There is little basis to the contention of defendants that the statements made by Langford to the patrolman were not made in connection with the patrolman's official duties and were not the basis for his report. Obviously the patrolman had no business to interrogate the driver except in connection with official duties.

The testimony proffered from the patrolman's deposition appears to be within the privilege of F.S.A. § 317.17. This privilege was interpreted fully in Stevens v. Duke, Fla. 1949, 42 So. 2d 361. The rule should be applied where the statements made to the police officer are offered for impeachment, as well as where offered as evidence in the case in chief. No logical reason exists to distinguish the situation.

Moreover, the privilege was not waived, since plaintiff's counsel made timely objection to the testimony concerning Langford's conversation with the patrolman. See also Herbert v. Garner, Fla. 1955, 78 So. 2d 727.

Likewise, the trial court was correct in refusing an offer of opinion evidence from a highway patrolman as to whether or not the plaintiff's car had been on the wrong side of the road prior to the impact.

The final point urged by appellants is the refusal of the trial court to admit blood alcohol tests, taken in the hospital, of Vickers directly after the accident.
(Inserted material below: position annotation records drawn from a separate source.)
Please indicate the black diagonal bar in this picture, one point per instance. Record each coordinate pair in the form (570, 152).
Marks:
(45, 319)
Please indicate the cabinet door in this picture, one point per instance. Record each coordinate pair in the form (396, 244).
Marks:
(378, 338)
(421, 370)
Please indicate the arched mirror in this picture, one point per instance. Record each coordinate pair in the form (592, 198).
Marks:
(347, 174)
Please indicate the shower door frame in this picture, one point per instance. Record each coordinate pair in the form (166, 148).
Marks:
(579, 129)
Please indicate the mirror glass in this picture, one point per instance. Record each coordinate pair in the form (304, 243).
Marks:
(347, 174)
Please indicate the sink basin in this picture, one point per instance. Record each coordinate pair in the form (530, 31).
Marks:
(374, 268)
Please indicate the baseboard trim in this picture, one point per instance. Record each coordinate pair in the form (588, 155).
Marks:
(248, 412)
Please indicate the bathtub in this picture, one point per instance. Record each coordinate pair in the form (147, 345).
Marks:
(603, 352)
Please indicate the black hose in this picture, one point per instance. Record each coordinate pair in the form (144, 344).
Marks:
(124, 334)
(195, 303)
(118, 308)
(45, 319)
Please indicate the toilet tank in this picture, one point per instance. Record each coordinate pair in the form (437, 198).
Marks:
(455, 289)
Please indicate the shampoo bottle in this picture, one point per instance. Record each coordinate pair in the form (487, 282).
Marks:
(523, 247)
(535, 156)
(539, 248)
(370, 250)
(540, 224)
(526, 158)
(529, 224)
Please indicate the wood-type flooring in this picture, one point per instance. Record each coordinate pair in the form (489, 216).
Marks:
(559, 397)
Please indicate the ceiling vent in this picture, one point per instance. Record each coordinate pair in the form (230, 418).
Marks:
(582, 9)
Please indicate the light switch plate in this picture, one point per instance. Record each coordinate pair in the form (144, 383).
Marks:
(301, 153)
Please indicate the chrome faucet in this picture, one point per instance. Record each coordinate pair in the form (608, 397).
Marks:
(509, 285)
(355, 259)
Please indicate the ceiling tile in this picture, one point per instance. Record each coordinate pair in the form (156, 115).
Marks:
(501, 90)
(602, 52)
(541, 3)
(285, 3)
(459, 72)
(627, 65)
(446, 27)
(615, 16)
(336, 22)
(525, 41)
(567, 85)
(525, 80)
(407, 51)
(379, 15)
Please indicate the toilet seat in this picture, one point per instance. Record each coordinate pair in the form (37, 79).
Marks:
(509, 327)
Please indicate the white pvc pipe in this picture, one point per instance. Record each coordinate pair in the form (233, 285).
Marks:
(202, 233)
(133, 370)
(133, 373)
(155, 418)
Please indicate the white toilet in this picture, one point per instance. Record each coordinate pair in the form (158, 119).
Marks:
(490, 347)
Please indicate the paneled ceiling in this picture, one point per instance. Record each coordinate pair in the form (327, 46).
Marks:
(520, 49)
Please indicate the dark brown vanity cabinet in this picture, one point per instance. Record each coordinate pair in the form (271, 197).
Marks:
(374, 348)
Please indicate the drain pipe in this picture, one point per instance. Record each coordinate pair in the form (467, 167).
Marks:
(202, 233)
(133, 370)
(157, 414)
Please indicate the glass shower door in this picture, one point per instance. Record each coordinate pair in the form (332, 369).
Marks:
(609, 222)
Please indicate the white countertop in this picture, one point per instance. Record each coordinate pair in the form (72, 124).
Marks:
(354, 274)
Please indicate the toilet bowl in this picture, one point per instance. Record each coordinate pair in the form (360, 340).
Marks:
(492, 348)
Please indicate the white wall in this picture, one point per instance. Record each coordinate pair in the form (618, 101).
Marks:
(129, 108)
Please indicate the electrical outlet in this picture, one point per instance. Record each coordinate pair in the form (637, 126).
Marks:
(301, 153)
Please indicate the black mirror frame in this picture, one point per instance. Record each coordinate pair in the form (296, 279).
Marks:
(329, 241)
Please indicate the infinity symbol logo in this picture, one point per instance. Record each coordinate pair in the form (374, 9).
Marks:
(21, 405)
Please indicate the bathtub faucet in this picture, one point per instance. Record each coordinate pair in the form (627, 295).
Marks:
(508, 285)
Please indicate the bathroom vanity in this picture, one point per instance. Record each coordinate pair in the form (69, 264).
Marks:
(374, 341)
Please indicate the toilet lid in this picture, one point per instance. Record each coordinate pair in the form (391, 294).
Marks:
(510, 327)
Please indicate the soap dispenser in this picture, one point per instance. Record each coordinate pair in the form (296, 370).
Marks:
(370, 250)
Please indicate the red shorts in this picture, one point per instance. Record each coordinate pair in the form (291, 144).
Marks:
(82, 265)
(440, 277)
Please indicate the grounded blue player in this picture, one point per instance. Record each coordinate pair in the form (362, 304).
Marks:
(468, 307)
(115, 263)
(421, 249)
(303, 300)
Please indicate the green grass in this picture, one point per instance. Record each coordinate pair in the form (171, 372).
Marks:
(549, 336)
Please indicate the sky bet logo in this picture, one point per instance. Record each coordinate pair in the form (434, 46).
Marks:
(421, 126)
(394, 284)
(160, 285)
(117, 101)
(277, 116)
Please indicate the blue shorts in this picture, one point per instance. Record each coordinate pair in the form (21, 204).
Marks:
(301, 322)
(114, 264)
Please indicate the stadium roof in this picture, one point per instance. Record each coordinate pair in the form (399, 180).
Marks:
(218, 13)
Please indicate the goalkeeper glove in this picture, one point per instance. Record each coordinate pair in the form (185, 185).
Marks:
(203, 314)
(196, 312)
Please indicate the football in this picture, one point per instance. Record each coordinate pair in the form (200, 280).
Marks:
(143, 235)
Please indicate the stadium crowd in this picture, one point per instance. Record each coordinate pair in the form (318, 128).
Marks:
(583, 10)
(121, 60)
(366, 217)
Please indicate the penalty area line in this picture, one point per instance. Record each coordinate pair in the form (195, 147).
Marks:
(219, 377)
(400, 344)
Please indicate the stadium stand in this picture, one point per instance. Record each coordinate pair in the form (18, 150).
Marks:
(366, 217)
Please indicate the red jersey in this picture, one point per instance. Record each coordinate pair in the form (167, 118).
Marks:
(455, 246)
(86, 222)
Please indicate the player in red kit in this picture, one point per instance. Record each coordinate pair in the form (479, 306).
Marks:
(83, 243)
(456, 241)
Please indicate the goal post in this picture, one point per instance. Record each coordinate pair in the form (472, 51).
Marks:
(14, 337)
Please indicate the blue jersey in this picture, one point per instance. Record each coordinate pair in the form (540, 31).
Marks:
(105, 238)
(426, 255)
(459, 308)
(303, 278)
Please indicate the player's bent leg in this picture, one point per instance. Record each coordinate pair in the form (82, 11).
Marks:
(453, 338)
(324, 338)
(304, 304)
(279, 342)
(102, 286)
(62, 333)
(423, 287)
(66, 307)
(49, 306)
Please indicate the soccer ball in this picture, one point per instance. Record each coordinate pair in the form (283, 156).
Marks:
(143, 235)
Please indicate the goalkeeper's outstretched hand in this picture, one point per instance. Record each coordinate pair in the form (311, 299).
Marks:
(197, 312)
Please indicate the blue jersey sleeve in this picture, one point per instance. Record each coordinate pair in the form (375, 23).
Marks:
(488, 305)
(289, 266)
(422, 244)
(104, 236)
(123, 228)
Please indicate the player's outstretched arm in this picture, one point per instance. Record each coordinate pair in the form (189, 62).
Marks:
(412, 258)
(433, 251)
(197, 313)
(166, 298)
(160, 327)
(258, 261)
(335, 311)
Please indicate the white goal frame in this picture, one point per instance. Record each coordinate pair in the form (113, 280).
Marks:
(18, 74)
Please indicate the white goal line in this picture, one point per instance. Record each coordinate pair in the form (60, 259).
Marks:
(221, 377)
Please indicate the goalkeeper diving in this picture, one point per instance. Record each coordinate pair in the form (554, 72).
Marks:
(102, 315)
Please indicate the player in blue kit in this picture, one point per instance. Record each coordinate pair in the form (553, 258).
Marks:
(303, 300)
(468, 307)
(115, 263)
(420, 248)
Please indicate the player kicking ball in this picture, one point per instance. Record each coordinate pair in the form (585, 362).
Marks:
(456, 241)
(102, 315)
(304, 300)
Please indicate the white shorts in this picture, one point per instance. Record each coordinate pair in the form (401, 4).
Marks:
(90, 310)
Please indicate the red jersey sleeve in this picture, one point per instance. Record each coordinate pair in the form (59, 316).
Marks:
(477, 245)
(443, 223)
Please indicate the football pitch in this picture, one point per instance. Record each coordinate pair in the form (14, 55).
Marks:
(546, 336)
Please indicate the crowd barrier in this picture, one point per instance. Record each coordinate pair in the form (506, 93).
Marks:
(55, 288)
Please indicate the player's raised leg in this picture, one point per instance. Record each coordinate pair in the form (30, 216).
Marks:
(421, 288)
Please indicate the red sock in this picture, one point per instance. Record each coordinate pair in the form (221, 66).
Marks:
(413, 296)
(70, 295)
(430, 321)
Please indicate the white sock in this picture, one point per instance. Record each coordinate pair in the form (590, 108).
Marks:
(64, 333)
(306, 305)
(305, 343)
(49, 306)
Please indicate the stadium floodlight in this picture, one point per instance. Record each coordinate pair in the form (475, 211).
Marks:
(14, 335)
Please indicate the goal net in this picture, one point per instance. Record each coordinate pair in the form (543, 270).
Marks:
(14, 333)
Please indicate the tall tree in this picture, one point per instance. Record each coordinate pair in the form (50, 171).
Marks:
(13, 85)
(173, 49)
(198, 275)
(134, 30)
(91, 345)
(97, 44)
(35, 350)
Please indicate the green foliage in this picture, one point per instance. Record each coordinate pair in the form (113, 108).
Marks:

We fail to find error in this refusal. The evidence fails to show that the defendants established a proper predicate to permit admission of such testimony. Furthermore, if such testimony had been properly offered, its materiality is seriously questioned.

Vickers, the party from whom the test was allegedly made, failed to recover from his injuries. Langford, not Vickers, was the driver of the automobile. Certainly any degree of sobriety or lack of sobriety on the part of Vickers cannot be attributed to Langford. Also, Vickers' condition could not absolve defendants from any negligence attributable to them.

The verdicts and judgments of the trial court should be and the same are hereby

Affirmed.

DREW, C.J., and THOMAS and THORNAL, JJ., concur.